Flying – Lying – Dying

Darling Erica Jong broke a million taboos in the 70’s with her book “Fear of Flying”. Back then it was about sex. In 2015 she published another book about an even tougher subject – “Fear of Dying”. I had the privilege to hear her talk about that book in London a few days before its release.

She talked about death as if it was something she had only just discovered. Since then I haven’t been able to shake off the thought that maybe I was ahead of her on this one. It’s a rather odd feeling that my philosophical idol and role model struggles with a subject that to me is so uncomplicated.

While she – or her alter ego – was busy jetting around the world enjoying innumerable zipless fucks, I had to encounter premature death very early in my life. That gave me the opportunity to come to terms with our inevitable end as early as in my 20’s.

My approach to death is easy. There are two scenarios. Scenario 1 is that there is no life after death. So, there is nothing. Nothing to be afraid of, but all the more reason to make the best of life here and now. Scenario 2 is that there actually is life after death. Isn’t that a lovely idea? We’ll get to meet all the loved ones we’ve missed for such a long time. Not to mention all the interesting personalities from history. If you think about it, most people are dead.

My own death doesn’t worry me at all. Cause of death is something completely different, though. Accidents, illnesses or sitting lonely and handicapped wasting away in my very old age, incapable of helping myself – those are scary. Even more scary is the death of my nearest and dearest. Death is scary for the living, not for the dead.

Having heard Ms Jong talk about death and subsequently read her book I realised that most people have a much more complicated relationship to death. It seems that we lie to ourselves and others to avoid the terminal issue. A lot of the stress for modern humans is about avoiding death. We’re so afraid to die that we actually forget to live.

Anti-ageing products are only one example of this silly anxiety. And if you ask me, the term anti-ageing in itself is a contradiction in terms. If you don’t age, you… die. But that’s a whole other blog post.

“Fear of Dying” is a very good book and everyone should read it. We should get talking about death, just as we no longer shy away from discussing sex. If we could let death come out of the cupboard a lot of anxiety would vanish from our lives. That would make us brave enough actually to enjoy life while we have it.


2 thoughts on “Flying – Lying – Dying

  1. Helen, this subject catches me and I do have a number of question on Your text:

    Isn´t life more important to You in Your scenario 1 than in scenario 2?
    Life is precious. How can you say that there is nothing to be afraid of in scenario 1?
    A lot of IS-warriors live according to Your scenario 2 and think they can take a “short-cut” to heaven.

    How can You be sure, in Your scenario 2, that you will meet old friends in heaven?

    And why do You only see two scenarios for the death?
    What about the reincarnation for example, that what the Hindus believe in?
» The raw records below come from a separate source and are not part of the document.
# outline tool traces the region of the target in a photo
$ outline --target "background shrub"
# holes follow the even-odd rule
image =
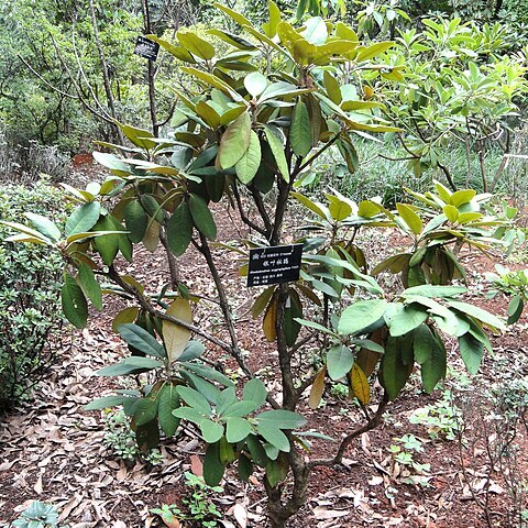
[[[62,194],[44,184],[0,187],[0,219],[23,221],[22,211],[61,220]],[[61,260],[40,245],[6,242],[0,226],[0,410],[11,407],[54,358],[51,338],[61,326]]]

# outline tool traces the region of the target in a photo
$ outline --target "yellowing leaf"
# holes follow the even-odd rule
[[[178,40],[196,57],[209,61],[215,56],[215,47],[191,31],[178,31]]]
[[[409,227],[409,229],[415,234],[420,234],[421,230],[424,229],[424,222],[421,221],[421,218],[405,204],[396,204],[396,209],[398,209],[399,216]]]
[[[310,391],[310,398],[308,400],[308,405],[311,409],[317,409],[319,407],[319,404],[321,403],[322,393],[324,392],[326,375],[327,367],[323,366],[314,380],[314,384],[311,385]]]
[[[264,336],[270,342],[275,341],[277,338],[277,298],[272,298],[270,305],[267,305],[266,314],[262,322],[262,330]]]
[[[193,312],[187,299],[176,299],[167,309],[167,316],[191,323]],[[163,341],[170,362],[177,360],[189,342],[190,330],[170,321],[163,321]]]
[[[352,365],[350,371],[350,383],[352,385],[352,392],[354,396],[363,404],[366,405],[371,400],[371,386],[365,373],[361,370],[358,363]]]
    Maybe the death on earth brings you to a new life in another place, like leaving your home and moving to another country. To start with, you do not know anyone at all and have to start all over again. Or you are reborn as a child and have no memory or knowledge of your former life. At little like a reset of a computer. Look back and ask, where do you come from? Have you been living a number of lives before or do you think it all started with your birth?

    The problem is that you cannot pass any type of information from one life to another, no memories, no knowledge, no nothing (if there is another life at all). If we could, we would know that there are lives after or even before this one. What difference does “not knowing” make to Your scenarios?

    As John Lennon puts it: “Imagine there is no heaven”.


    1. Hi Ulf! I’m flattered you think that I have all the answers. My thoughts are my own guidelines, which I share here on the blog. It’s always interesting to hear other people’s perspectives as well. We don’t actually k-n-o-w, anything, we can only try to find a manageable approach to the big questions. Thanks a lot for sharing yours.